Iran has two more advantages in its favor. It has been working closely with Russia in its civilian nuclear program Russia is helping it build a power reactor at Bushehr, due to be commissioned this year.

It also enjoys a degree of support and sympathy from the Nonaligned Movement (NAM) and China. The bulk of the NAM group at the IAEA, barring India and a handful of small countries, abstained from or voted against the U.S.-sponsored Sept. 24 resolution against Iran. As did China and Russia.

This week, too, China refused to sign a joint statement with the other permanent members in the Security Council and tried to water down the final resolution.

“All this might only frustrate U.S. efforts to diplomatically isolate Iran,” says Qamar Agha, a Middle East expert at the Center for West and Central Asian Studies at the Jamia Millia Islamia university in New Delhi. “Western Europe is far too dependent upon Iran’s oil and gas to go to extreme lengths in sustaining sanctions that cripple Iran’s energy generation. Therefore, the U.S. might be tempted to use military force, jointly with Israel, to bomb select facilities in Iran.”

In recent weeks, Central Intelligence Agency (CIA) director Porter Goss visited Turkey and briefed a number of other states in Iran’s neighborhood on U.S. plans for attacking Iran. Israel has already declared that Iran’s nuclear program “can be destroyed.” And Likud Party leader Benjamin Netanyahu has nostalgically invoked Israel’s 1981 attack on Iraq’s experimental nuclear reactor under construction.

A number of U.S. doctrinal pronouncements, and reports about a recently approved U.S. “global strike plan,” with a nuclear option, suggest that a preemptive American strike on Iran’s nuclear facilities, either unilateral or jointly with Israel, cannot be ruled out.

A former Indian intelligence officer, Vikram Sood, believes that such an attack might use nuclear weapons. “A conventional attack on Iran would be expensive and not quite cost-effective. It would allow Iranian retaliation.” To preempt retaliation, the U.S. might use tactical nuclear weapons against Iran’s underground facilities.

“The tragedy unfolding,” says Sood, “is that if the U.S. believes that its adversary possesses or has the intention to possess WMD, then it is justified to consider this a threat to itself and to U.S. forces in the region. It must, therefore, act preemptively. The fear also is that, unlike in the case of Iraq, when considerable time was spent in building the case, this time the attack will be sudden and actual justifications will be given later.”

Any such attack would break the 60-year-old, very welcome taboo against the use of nuclear weapons – with extraordinarily negative consequences for global peace and security. It could also unleash violence on an unprecedented scale in the Middle East and chaos in other disturbed parts of the world.

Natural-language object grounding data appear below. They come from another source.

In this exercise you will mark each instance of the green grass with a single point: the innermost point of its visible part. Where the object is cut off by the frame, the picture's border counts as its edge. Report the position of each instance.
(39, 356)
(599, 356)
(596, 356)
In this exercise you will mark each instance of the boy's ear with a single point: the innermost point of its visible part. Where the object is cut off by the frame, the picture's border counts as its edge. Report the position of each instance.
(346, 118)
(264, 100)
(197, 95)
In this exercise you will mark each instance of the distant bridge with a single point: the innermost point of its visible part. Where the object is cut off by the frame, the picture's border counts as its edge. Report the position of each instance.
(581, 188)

Such a dreadful outcome can only be prevented if the West moves away from coercive diplomacy to isolate Iran and opens serious talks with it, and if the nuclear-weapon states rethink their own policies. These are based on total hypocrisy.

Today, as the West accuses Iran of nursing nuclear ambitions, it has itself no intention of reducing nuclear arms. The U.S. has embarked on a plan to expand its nuclear capability both upwards, through “Star Wars,” and downwards, through bunker-buster bombs. Similarly, Britain has announced a $40 billion replacement project for the Trident missile.

Smaller nuclear states such Israel, India, and Pakistan have also set negative examples.

If Iran is to be dissuaded from its nuclear pursuits, all these countries must lead by example– by taking concrete, measurable steps toward nuclear-arms reduction and disarmament. If they do not, the situation could rapidly spin out of control.

(Inter Press Service)

Author: Praful Bidwai

Praful Bidwai is a New Delhi-based political analyst and peace activist, a columnist with twenty-five Indian newspapers and co-author (with Achin Vanaik) of New Nukes: India, Pakistan and Global Nuclear Disarmament. He shared the International Peace Bureau's Sean MacBride International Peace Prize for 2000 with Vanaik.